Configure workloads for advanced node-pool scheduling

The following guides illustrate how to schedule workflows targeting specific node pools, both in general and when Charmed Kubeflow is set up for the most advanced scheduling capabilities as possible.

Configure workloads for general advanced node-pool scheduling

This guide describes how to configure different Charmed Kubeflow (CKF) workloads, such as Notebooks, Pipeline steps, and distributed jobs, to align with specific scheduling patterns that might be required.

Requirements

  1. A CKF deployment and access to the Kubeflow dashboard. See Get started for more details.

  2. An underlying Kubernetes (K8s) cluster with multiple nodes and labels.

Notebooks

You can configure Notebooks to be scheduled on specific nodes via the Notebooks page in the Kubeflow dashboard when creating a new Notebook.

Note

Configuring the Notebook creation page is intended only for admins. See this guide for more details.

To do so, configure the Affinity and Toleration settings during Notebook creation by:

  1. Clicking on + Create Notebook.

  2. Scrolling to the bottom and expanding Advanced Options.

  3. Configuring the Affinity and Tolerations sections.

Note

In case your cluster setup uses Taints and Tolerations, see Add Tolerations for more details.

Pipeline steps

K8s specific configurations, such as nodeSelectors and Tolerations, in a Kubeflow pipeline step can be configured via the kfp-kubernetes Python package. The following example sets both in a pipeline step:

from kfp.kubernetes import add_node_selector, add_toleration

@dsl.component(base_image="python:3.12")
def print_node_name():
    """Print the Node's hostname."""
    import socket

    print("Node name: %s" % socket.gethostname())

@dsl.pipeline
def node_scheduling_pipeline():
    print_node_task = print_node_name()
    task = add_node_selector(print_node_task, "sku", "pool-1")
    task = add_toleration(task, key="sku", operator="Exists", effect="NoSchedule")

Distributed training

Distributed training in CKF is achieved via the Katib and Training Operator components. Katib Trials can be implemented with different job types, which may use default settings defined in Trial Templates. These can include standard K8s Jobs or Distributed training jobs via the Training Operator.
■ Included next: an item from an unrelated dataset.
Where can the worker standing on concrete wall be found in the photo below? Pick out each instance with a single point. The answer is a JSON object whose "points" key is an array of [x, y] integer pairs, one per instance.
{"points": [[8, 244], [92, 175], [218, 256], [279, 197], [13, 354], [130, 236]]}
All Trial definitions ultimately configure a PodSpec for the Trial’s Pods. To accommodate the above scheduling use cases, you need to configure the nodeSelector and Tolerations of the PodSpec.

Below is an example of a TFJob that can be used in a Trial definition and satisfies all the above criteria:

apiVersion: kubeflow.org/v1
kind: TFJob
metadata:
    generateName: tfjob
    namespace: your-user-namespace
spec:
    tfReplicaSpecs:
    PS:
        replicas: 1
        restartPolicy: OnFailure
        template:
        metadata:
            annotations:
            sidecar.istio.io/inject: "false"
        spec:
            nodeSelector:  # Scheduling
            pool: pool1
            tolerations:   # Scheduling
            - effect: NoSchedule
                key: sku
                operator: Equal
                value: pool1
            containers:
            - name: tensorflow
                image: gcr.io/your-project/your-image
                command:
                - python
                - -m
                - trainer.task
                - --batch_size=32
                - --training_steps=1000
    Worker:
        replicas: 3
        restartPolicy: OnFailure
        template:
        metadata:
            annotations:
            sidecar.istio.io/inject: "false"
        spec:
            nodeSelector:  # Scheduling
            pool: pool1
            tolerations:   # Scheduling
            - effect: NoSchedule
                key: sku
                operator: Equal
                value: pool1
            containers:
            - name: tensorflow
                image: gcr.io/your-project/your-image
                resources:
                limits:
                    nvidia.com/gpu: 1
                command:
                - python
                - -m
                - trainer.task
                - --batch_size=32
                - --training_steps=1000

KServe InferenceServices

KServe InferenceServices expose PodSpec attributes. that can be used for configuring advanced scheduling scenarios. See the example below for more details:

apiVersion: "serving.kserve.io/v1beta1"
kind: "InferenceService"
metadata:
    name: "sklearn-iris"
spec:
    predictor:
    model:
        modelFormat:
        name: sklearn
        storageUri: "gs://kfserving-examples/models/sklearn/1.0/model"
        nodeSelector:  # Scheduling
        sku: pool-1
        tolerations:   # Scheduling
        - key: "sku"
        operator: "Exists"
        effect: "NoSchedule"

Configure workloads for the most advanced node-pool scheduling possible

The following guide shows how to schedule workloads to available, preconfigured node pools as selectively as possible.

Warning

While Notebooks created from the Dashboard can rely on PodDefaults to add labels to disable namespace-node-affinity-operator, in order to target a different node pool than the Profile’s default one, the API to create Kubeflow Notebooks programmatically does not allow for that.

Note

This guide does not support migrating or rescheduling Profile workloads. A practical workaround may be to delete and recreate workloads using whichever method best suits your needs.

Requirements

Charmed Kubeflow installed using the specific Install allowing for advanced node-pool scheduling guide. If Charmed Kubeflow was not installed with such additional precautions, refer to configure workloads for general advanced node-pool scheduling for alternative, more general scheduling guidelines.

Procedure

Workloads can either be scheduled to their respective Profiles’ default node pools, which is the default behaviour, or deployed to other arbitrary node pools.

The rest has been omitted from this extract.